Preventive measures include:
- Getting Malaria prophylaxis before travel – This is available at the UN clinics. It is also available at local hospitals and pharmacies. Drugs used in prophylaxis include:
- Using long-lasting insecticide treated bed nets (LLINs)
- Using mosquito repellent on skin that is exposed.
- Leave as much skin unexposed as possible when outside from dusk to late hours. This can be through, wearing long-sleeved clothes, and clothes that cover the legs.
- Environmental management – this involves drainage of stagnant pools of water as they tend to be breeding sites, larvicide treatment of habitats, and clearing bushes around the home
- Indoor Residual Spraying (IRS) for those residing in high transmission areas. This can be effective for 3 months and even up to 6 months depending on the insecticide formulation.

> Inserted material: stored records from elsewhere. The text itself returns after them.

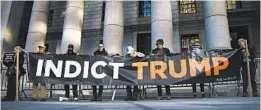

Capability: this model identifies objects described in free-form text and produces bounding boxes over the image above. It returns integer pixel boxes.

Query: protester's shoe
[242,92,248,97]
[31,98,37,101]
[156,96,163,100]
[73,97,78,101]
[193,93,197,98]
[91,98,97,101]
[253,92,259,97]
[166,96,171,100]
[41,98,46,102]
[59,97,69,102]
[202,94,206,98]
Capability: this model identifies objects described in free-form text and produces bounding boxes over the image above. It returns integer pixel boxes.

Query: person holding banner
[238,38,259,97]
[189,39,206,98]
[32,45,46,101]
[91,40,108,101]
[2,46,26,101]
[64,44,78,101]
[152,39,171,100]
[124,46,145,101]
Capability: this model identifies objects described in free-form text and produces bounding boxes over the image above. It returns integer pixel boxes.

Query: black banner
[28,50,241,85]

- A vaccine for young children, ‘Mosquirix’, is under study in pilot projects in Kenya, Malawi and Ghana this year and may have a potential as an effective vaccine against malaria.
Signs and Symptoms
- Muscle aches
- Joint pains
- Abdominal pain
- Loss of appetite
Most people begin to present with symptoms from 10-15 days and in some instances even up to 4 weeks. They may occur singly or in combination.

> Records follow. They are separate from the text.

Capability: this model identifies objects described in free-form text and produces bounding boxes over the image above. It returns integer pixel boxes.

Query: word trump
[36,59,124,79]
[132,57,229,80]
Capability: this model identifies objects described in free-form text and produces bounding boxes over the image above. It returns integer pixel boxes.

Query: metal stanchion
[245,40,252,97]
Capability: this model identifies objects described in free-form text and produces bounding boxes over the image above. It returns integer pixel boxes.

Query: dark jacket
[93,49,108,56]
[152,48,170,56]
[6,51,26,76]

In severe cases, when malaria becomes advanced, symptoms may include:
- Prostration – inability to sit upright, stand or walk without support
- Severe Anaemia
- Jaundice (very common in adults) – yellow discoloration of skin and whites of the eyes
- Convulsions - also known as seizures
- Cerebral Malaria (very common in children)
- Hypoglycaemia – low blood sugar
- Kidney failure
- Respiratory distress
- Alteration in level of consciousness – from drowsiness to coma
If one has travelled to the high burden areas listed above, if or when symptoms begin to present, it is advised that you visit a health facility as soon as possible
Diagnosis and Treatment
Suspected Malaria cases should be confirmed using parasite-based diagnostic testing i.e. microscopy or Rapid Diagnostic Test (RDT) before commencing treatment. However, treatment on the basis of symptoms may be considered in the absence of diagnostic tests.
Treatment is done using Artemisinin-based Combination Therapy (ACT). Prompt treatment is necessary not only for the health of the patient but also for the prevention of transmission to those around them.
Malaria is curable. Early diagnosis and treatment can save your life.